I use a 5g for clowns, damsels, six line ect it shoudl be big enough for anything you should put in your tank. All i have is a heater and a cycled foam filter that i keep in my sump.


----------



## Kweli (Jun 2, 2010)

You dont need to worry about providing water flow/movement?


----------



## kolbaso (Mar 24, 2010)

i have had up to 4 small fish in a 5g for over a month with no water movement and they were fine. just do water changes daily/bi-daily and test your water frequently. I have done both chemical and hyposalenity quarantine and no problems at all.


----------



## Kweli (Jun 2, 2010)

Thanks K

What is the waterchange ammount?

Do you start with new salt-water or use tank water?


----------



## KeMo (Sep 3, 2010)

If you are going to set up a qt tank you are going to want to cycle that qt tank before you have Fish in it just like your main DT. (display Tank)
Take some sand from your DT tank to help seed the sand in the QT tank.
I run a bio wheel filter on my QT tank that is 5 gal. The bio-wheel was 20 bucks. The reason i say this is that with the bio-wheel you will be able to have a good amount of bacti on it living to eat waste. I dont put LR in my QT .
The reason is if I need to treat the tank with meds or something it will not kill the LR. Copper based medications will do that. I would advise on some sort of water current in the tank. What i get from the bio-wheel is good. Dont just put your fish in the tank with nothing. Remember that all fish have ich dormant in their gut and its stress most of the time that brings it out.
Hope that helps


----------



## kolbaso (Mar 24, 2010)

I start with water from my display and the sponge filter because that is already cycled. Then i do a 1g change with fresh salt water every day or so depending on the water parameters. I feed vitamin enriched food. other then that i have some pvc and a flower pot for them to hide in.


----------



## conix67 (Jul 27, 2008)

Water change requirement for QT tank would be the same as any other tank.

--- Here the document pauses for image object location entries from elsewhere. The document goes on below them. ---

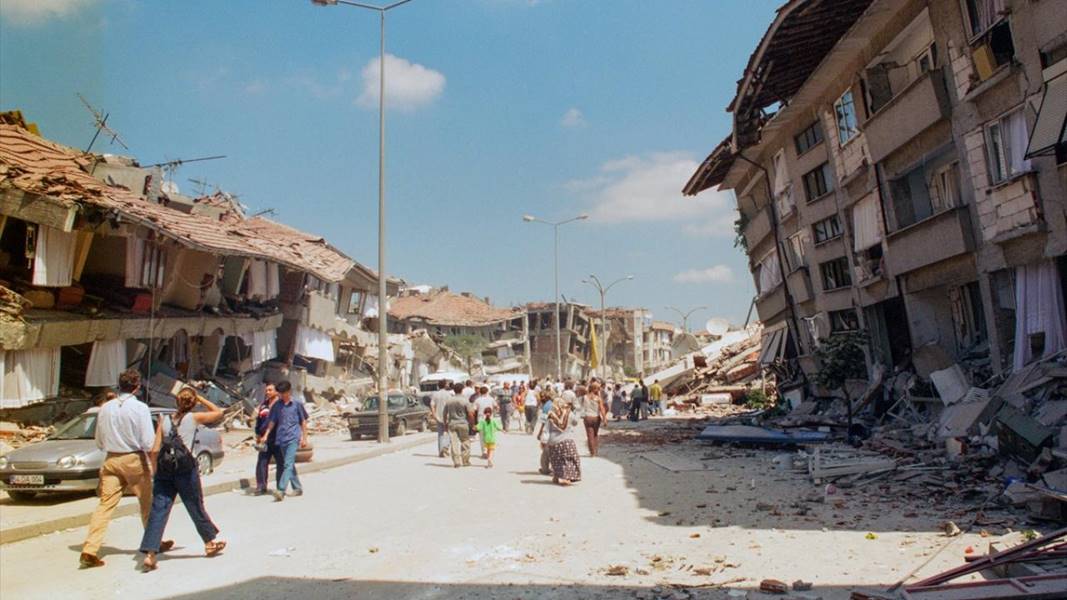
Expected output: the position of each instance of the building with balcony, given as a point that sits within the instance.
(909, 167)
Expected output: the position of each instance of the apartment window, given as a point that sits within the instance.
(818, 182)
(809, 138)
(844, 320)
(826, 230)
(845, 111)
(835, 273)
(1006, 139)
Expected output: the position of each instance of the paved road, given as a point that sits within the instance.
(409, 525)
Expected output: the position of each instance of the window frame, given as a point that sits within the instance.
(848, 133)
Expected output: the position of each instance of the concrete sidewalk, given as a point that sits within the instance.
(53, 512)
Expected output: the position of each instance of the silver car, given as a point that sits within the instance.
(69, 461)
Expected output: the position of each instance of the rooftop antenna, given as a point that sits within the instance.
(100, 121)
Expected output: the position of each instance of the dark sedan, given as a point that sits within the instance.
(405, 412)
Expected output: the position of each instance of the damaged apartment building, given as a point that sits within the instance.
(901, 168)
(102, 267)
(496, 340)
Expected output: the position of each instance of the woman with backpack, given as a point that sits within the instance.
(176, 474)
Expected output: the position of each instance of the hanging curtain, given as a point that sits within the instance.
(314, 344)
(866, 222)
(106, 362)
(1038, 309)
(53, 256)
(30, 376)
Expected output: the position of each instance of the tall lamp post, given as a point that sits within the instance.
(383, 349)
(685, 316)
(594, 281)
(555, 225)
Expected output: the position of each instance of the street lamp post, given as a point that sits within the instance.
(555, 226)
(685, 316)
(594, 281)
(383, 350)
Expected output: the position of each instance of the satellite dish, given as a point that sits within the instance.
(717, 327)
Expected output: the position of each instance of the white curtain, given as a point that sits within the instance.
(1038, 308)
(106, 362)
(30, 376)
(53, 256)
(264, 346)
(866, 222)
(1018, 139)
(314, 344)
(770, 273)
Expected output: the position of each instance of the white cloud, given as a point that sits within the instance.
(649, 188)
(408, 85)
(718, 273)
(573, 117)
(35, 12)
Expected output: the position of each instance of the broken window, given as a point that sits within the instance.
(835, 273)
(809, 138)
(817, 182)
(826, 230)
(844, 109)
(844, 320)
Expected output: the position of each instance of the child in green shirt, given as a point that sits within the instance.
(488, 426)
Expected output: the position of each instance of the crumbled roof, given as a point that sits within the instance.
(447, 309)
(42, 168)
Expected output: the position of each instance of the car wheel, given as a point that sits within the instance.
(205, 464)
(21, 495)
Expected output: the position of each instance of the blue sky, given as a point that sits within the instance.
(500, 108)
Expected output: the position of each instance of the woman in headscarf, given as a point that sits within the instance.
(176, 474)
(563, 425)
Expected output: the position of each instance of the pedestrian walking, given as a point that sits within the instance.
(124, 431)
(529, 409)
(562, 451)
(593, 412)
(266, 449)
(438, 401)
(288, 422)
(459, 427)
(488, 427)
(177, 475)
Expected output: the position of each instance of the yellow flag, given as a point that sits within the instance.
(594, 348)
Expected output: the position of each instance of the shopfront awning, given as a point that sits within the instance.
(1051, 127)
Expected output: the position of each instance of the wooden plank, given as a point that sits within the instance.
(34, 208)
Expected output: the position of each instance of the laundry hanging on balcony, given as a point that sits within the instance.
(106, 363)
(53, 256)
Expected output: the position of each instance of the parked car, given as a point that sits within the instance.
(405, 411)
(69, 461)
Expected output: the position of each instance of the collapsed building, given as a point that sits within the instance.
(104, 266)
(900, 169)
(496, 340)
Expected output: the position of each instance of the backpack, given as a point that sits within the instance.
(175, 458)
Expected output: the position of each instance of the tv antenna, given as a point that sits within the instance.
(100, 122)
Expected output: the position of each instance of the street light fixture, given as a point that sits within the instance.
(555, 225)
(383, 350)
(685, 316)
(594, 281)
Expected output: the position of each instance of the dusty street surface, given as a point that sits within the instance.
(409, 525)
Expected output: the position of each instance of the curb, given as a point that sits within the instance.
(26, 532)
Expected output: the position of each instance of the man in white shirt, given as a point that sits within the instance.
(124, 430)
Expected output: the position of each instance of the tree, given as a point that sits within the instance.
(467, 346)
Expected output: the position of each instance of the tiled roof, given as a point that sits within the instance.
(448, 309)
(38, 167)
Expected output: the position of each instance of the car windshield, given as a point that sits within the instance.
(81, 427)
(395, 401)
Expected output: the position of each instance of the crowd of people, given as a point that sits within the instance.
(555, 412)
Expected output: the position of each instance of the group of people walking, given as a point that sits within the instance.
(156, 462)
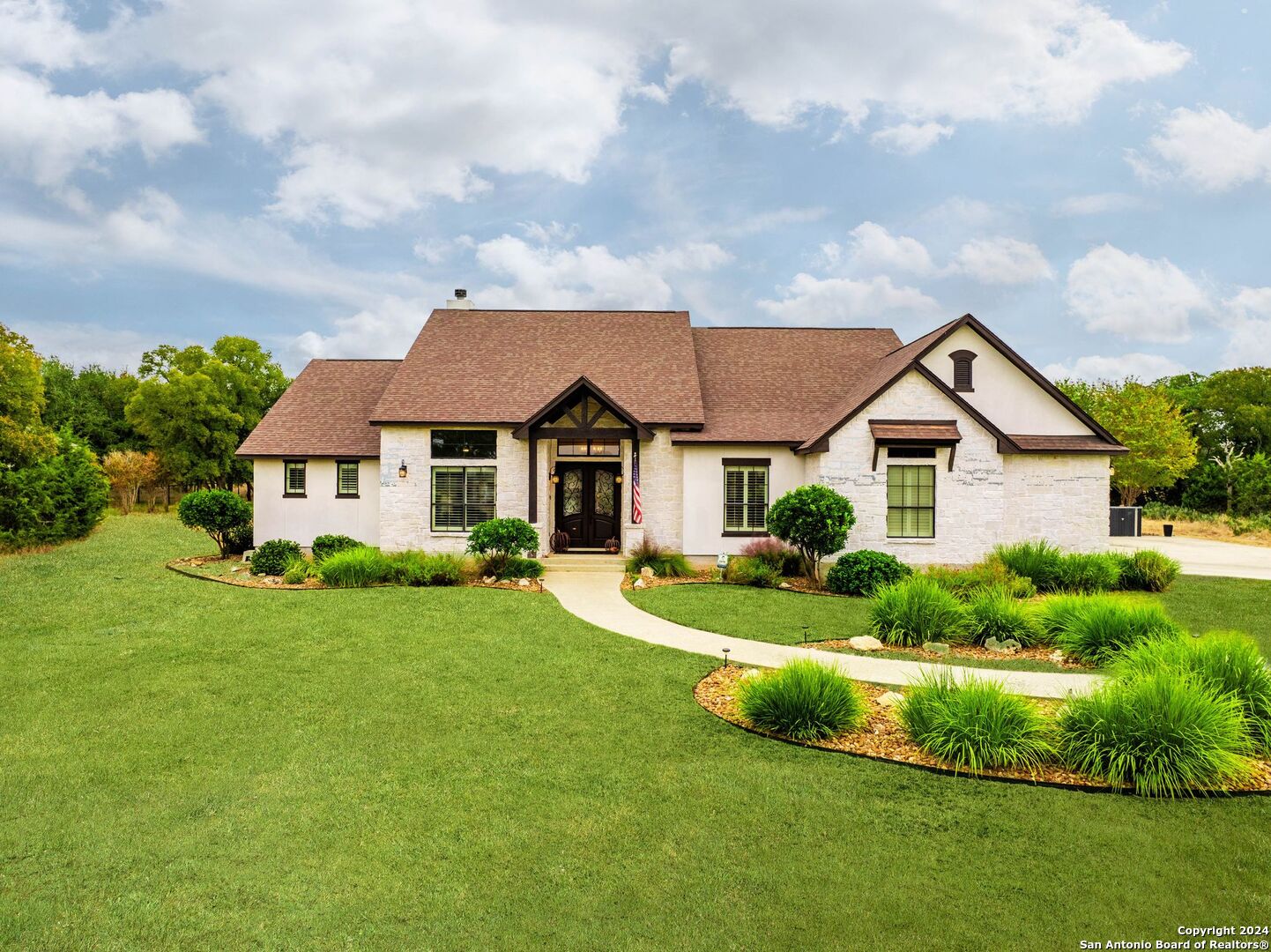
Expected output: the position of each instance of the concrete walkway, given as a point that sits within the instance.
(598, 598)
(1204, 557)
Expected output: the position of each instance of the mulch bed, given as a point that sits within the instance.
(883, 739)
(975, 652)
(246, 580)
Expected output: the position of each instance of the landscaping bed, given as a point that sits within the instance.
(223, 569)
(883, 739)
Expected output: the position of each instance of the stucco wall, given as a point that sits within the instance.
(1060, 498)
(703, 491)
(405, 505)
(1003, 393)
(321, 512)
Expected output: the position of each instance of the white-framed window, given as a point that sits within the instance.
(462, 497)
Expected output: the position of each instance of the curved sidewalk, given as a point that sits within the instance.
(598, 598)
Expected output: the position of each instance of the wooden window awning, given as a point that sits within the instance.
(915, 432)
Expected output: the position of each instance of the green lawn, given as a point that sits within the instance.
(189, 764)
(1200, 604)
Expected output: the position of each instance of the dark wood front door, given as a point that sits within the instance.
(587, 502)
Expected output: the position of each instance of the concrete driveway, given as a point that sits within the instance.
(1205, 557)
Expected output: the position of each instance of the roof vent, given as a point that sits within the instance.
(460, 301)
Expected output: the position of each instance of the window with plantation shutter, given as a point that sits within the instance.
(745, 498)
(294, 478)
(346, 477)
(462, 497)
(911, 502)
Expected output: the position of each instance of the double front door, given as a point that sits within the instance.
(587, 502)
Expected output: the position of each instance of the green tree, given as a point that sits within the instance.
(196, 407)
(815, 520)
(1148, 422)
(25, 437)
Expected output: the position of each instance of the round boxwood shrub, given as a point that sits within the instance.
(917, 610)
(1162, 733)
(975, 724)
(327, 546)
(272, 557)
(802, 699)
(219, 512)
(865, 572)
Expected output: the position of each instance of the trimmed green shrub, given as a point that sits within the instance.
(802, 699)
(785, 560)
(520, 567)
(219, 512)
(1162, 733)
(271, 558)
(975, 724)
(356, 569)
(423, 569)
(296, 571)
(917, 610)
(497, 540)
(1148, 571)
(327, 546)
(750, 571)
(1037, 561)
(991, 574)
(994, 613)
(1228, 662)
(664, 562)
(815, 520)
(1106, 627)
(1087, 572)
(865, 572)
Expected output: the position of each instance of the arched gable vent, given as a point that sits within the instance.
(963, 377)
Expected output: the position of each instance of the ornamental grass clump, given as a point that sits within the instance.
(1107, 627)
(975, 724)
(356, 569)
(804, 701)
(1162, 733)
(995, 613)
(1227, 662)
(917, 610)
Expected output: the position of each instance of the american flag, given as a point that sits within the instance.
(637, 514)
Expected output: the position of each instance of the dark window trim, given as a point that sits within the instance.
(932, 508)
(433, 496)
(287, 463)
(357, 468)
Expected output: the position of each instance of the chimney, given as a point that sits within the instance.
(460, 301)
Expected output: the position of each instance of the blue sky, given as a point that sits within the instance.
(1095, 182)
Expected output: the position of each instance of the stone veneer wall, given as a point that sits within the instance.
(986, 498)
(1063, 498)
(405, 505)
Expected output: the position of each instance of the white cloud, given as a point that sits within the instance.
(925, 61)
(1141, 299)
(1144, 366)
(1098, 204)
(587, 276)
(46, 137)
(1000, 261)
(1208, 149)
(911, 138)
(839, 301)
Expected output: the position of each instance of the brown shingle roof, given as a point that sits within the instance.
(324, 412)
(500, 366)
(764, 384)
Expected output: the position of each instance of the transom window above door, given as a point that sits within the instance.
(589, 448)
(465, 443)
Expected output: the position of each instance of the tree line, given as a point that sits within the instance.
(1196, 440)
(71, 436)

You want to QT each (or a batch of) fish at a time. If you're not sure of parasites (ie. marine ich), you could just treat the fishes (ie. hyposalinity) to be sure.


----------



## Kweli (Jun 2, 2010)

One of my clowns has shown signs of white 'dots'.... 

Going to go to big als and buy a 2.5-5G tank... So all i need is a small hang-on-back filter system, a heater, and a sponge from the DT?

Planning on QT'ing them for 4-6weeks to remove ICH from them, AND remove it from my DT

Should i just buy some of the other fish i planned to get since ill be doing this QT for 6 weeks?


----------



## Big Ray (Dec 8, 2009)

Kweli said:


> One of my clowns has shown signs of white 'dots'....
> 
> Going to go to big als and buy a 2.5-5G tank... So all i need is a small hang-on-back filter system, a heater, and a sponge from the DT?
> 
> ...


5G is barelly big enough for a pair of clowns, so dont add more ...

how are you going to fight marine ich ? Copper ?

ID say treat these guys, get them back and then get next fish and treat it ..


----------



## Kweli (Jun 2, 2010)

I was just going to do Hypo, no copper..

Although that was going to be the first step until i started to research what I might need to do next


----------



## Big Ray (Dec 8, 2009)

well that could work, bUT I personally think, with good water quality, and ALOT of good food, every fish will survive ICH. Oceans have ICH, yet fish dont ! or only the unhealthy ones do !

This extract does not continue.